PONDERAY, I think it would be a lot easier if you just replaced the hard drive


----------



## Mark1956 (May 7, 2011)

Niclac, that is poor advice to give prior to running a test to prove the hard drives health, the manufacturer's diagnostics will confirm this either way.

You should not advise replacement of any item of hardware without first proving it is faulty. We *don't* use guesswork when helping those that need our assistance.
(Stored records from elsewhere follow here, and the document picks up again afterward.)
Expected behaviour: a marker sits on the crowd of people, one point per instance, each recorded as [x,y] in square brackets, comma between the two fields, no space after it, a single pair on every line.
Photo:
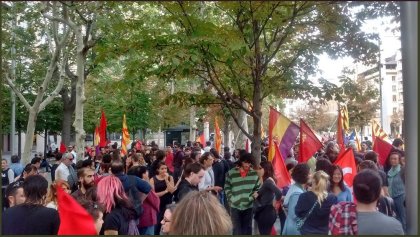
[193,190]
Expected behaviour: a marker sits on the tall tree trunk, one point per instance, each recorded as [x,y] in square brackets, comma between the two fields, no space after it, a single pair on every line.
[66,125]
[80,94]
[29,136]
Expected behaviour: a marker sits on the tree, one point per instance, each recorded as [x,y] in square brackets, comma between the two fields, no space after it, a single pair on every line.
[54,71]
[248,51]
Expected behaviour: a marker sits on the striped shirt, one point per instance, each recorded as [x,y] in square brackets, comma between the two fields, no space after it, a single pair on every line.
[239,190]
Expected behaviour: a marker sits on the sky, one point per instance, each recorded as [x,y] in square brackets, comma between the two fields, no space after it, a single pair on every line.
[390,43]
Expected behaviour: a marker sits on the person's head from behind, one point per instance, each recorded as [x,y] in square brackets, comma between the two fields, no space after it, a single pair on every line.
[206,216]
[300,173]
[85,176]
[167,218]
[110,192]
[29,170]
[15,194]
[323,164]
[246,160]
[367,186]
[337,177]
[95,210]
[35,188]
[367,164]
[320,184]
[194,173]
[139,171]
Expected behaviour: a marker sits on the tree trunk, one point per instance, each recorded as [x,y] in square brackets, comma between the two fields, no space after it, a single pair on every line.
[80,95]
[29,137]
[66,125]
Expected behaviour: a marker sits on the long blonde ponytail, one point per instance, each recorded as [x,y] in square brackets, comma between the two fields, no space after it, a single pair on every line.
[320,184]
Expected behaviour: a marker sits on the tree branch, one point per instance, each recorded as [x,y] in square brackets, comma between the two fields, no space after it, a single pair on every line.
[18,93]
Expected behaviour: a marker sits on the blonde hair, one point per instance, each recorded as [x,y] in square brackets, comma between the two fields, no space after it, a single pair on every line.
[320,184]
[52,192]
[200,213]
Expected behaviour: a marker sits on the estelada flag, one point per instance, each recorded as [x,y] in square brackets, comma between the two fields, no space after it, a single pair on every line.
[280,171]
[102,130]
[74,219]
[383,149]
[125,137]
[348,164]
[63,147]
[309,142]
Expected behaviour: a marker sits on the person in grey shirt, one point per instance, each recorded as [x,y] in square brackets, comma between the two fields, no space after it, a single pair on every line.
[367,189]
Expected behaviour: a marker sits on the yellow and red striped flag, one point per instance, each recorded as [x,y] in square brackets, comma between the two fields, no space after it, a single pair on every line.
[377,131]
[125,137]
[218,136]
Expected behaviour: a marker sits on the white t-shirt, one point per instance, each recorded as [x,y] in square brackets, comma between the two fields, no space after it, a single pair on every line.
[62,172]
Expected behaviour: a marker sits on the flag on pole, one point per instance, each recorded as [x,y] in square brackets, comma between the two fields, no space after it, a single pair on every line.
[125,137]
[97,137]
[377,131]
[383,149]
[74,219]
[63,147]
[102,130]
[348,164]
[218,136]
[309,142]
[282,131]
[280,171]
[340,131]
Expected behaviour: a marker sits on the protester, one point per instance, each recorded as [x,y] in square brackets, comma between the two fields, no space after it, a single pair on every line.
[396,187]
[120,215]
[14,194]
[241,184]
[300,176]
[264,212]
[31,217]
[207,183]
[167,218]
[148,220]
[338,187]
[200,213]
[85,176]
[51,200]
[16,166]
[367,189]
[163,184]
[193,174]
[95,210]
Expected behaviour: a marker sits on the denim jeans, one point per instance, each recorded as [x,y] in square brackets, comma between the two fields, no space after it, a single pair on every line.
[400,210]
[149,230]
[242,221]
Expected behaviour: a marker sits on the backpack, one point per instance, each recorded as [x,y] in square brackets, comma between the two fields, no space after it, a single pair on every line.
[135,196]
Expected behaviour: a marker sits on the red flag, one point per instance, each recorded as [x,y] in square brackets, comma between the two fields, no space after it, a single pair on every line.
[74,219]
[340,134]
[383,149]
[280,170]
[309,142]
[102,130]
[63,148]
[348,164]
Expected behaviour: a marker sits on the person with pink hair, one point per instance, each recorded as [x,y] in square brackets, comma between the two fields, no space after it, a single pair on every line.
[119,215]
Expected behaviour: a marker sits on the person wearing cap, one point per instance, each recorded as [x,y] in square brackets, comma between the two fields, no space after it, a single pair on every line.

Why did you need to quote my entire post


----------



## Niclac (Jan 20, 2012)

Mark1956 said:


> Niclac, that is poor advice to give prior to running a test to prove the hard drives health, the manufacturer's diagnostics will confirm this either way.
> 
> You should not advise replacement of any item of hardware without first proving it is faulty. We *don't* use guesswork when helping those that need our assistance.
> 
> Why did you need to quote my entire post


The time taken to perform all of your steps are too confusing for a novice user
If the files system checking fails the next step I would advise to run "chkdsk" to check the disks
Then if that fails run a disk integrity app from the BIOS (depending of the make of machine) or seek the disks manufacturers app to check the disk
Keep It Simple KIS


----------



## Mark1956 (May 7, 2011)

The fix I have given instructions for cannot be simplified any further and it is up to the OP to question anything that they do not understand. I have successfully used this fix on previous occasions where similar symptoms have been reported. Both the Diskpart instruction and those for the Boot sector repair, only require accurate typing to enter the command lines, there is no computer knowledge required to complete them.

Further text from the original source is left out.